My Lords, while thanking the noble Earl for that Answer, may I ask him whether the Government would not reconsider this matter in view of the vital importance of the public's being properly informed of the facts in any major dispute? How many people know that a process worker in the steel industry today has a basic pay of £112 per week or nearly £6,000 a year? How can we find out what could be earned by the new productivity agreement? How can we find out what difference a new productivity agreement in such a dispute, if fully implemented, will make to the reduction of costs in the industry?

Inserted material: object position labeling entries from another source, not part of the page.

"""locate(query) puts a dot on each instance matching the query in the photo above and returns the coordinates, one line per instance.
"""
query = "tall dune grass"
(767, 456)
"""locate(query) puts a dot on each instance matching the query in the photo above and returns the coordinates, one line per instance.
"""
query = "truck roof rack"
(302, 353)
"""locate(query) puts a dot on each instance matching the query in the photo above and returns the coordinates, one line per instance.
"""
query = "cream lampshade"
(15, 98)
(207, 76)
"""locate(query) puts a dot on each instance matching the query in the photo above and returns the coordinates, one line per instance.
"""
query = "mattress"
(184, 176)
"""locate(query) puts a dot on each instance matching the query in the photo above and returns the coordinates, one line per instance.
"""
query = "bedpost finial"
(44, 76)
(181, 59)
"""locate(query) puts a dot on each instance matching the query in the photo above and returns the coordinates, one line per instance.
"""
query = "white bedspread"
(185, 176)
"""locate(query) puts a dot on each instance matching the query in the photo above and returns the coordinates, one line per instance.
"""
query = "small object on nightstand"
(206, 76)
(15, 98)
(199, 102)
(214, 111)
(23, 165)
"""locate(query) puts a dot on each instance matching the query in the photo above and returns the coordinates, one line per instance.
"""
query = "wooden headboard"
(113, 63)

Is it not about time that the Government did something to make the public aware of what is really at stake?

The Earl of GOWRIE

My Lords, I am in very considerable sympathy with what the noble Lord says, and I think it is particularly regrettable that we are tending to think of wages at the moment only in percentage terms—which are not always very meaningful—and not in money terms, which is the sensible way to proceed. Nevertheless, I still have some hesitation as to whether the Government is the appropriate body here. It could easily be represented that the Government were parties to the dispute or had direct interests in the dispute, and that, as I said in my original Answer, could exacerbate the situation.


My Lords, if the Government are not prepared to take the responsibility, would it not be possible to ask ACAS to do this so that we could get an independent and authoritative view?

The Earl of GOWRIE

My Lords, I will certainly consider that. However, ACAS might be in the same difficulty in that they have a vital function as arbitrators and it might be thought that they were coming down with some subjective interpretation of the situation. But I have said to the noble Lord that his point will be taken most seriously. I will see what can be done.

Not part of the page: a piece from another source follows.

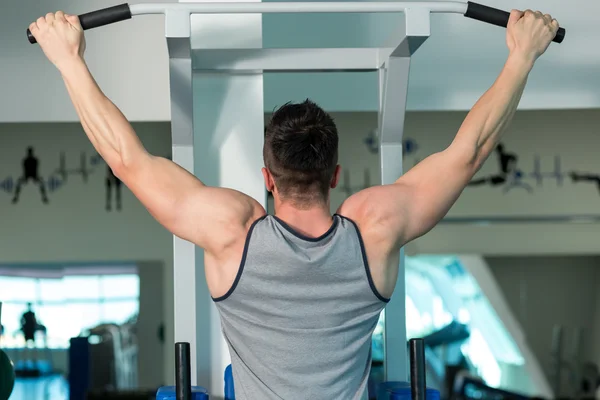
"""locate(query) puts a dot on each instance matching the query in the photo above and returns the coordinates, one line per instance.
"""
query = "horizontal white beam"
(299, 7)
(290, 60)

My Lords, where there is a difference of opinion about the value of a particular offer so that the interpretation of it is, as the noble Earl said in his original reply, subjective, would it not be possible either for the Government or for ACAS to publish the estimates both of the employers and of the trade unions, with a very short statement giving the reasons for reaching such conclusions, so that the public could evaluate the offer for themselves?

The Earl of GOWRIE

My Lords, there is much in what the noble Lord has to say. I see no reason, on the face of it, why employers or unions should shrink from publishing or releasing to the Press the information themselves. My only query is as to whether ACAS or the Government directly should be involved in that process.


My Lords, should not the Government at least urge the parties to a dispute to come together and themselves issue an agreed prepared statement on the dispute?

The Earl of GOWRIE

My Lords, the Government have an enormous interest in getting the parties in any dispute together and that is what we are continually seeking to do; so I take the noble Lord's point.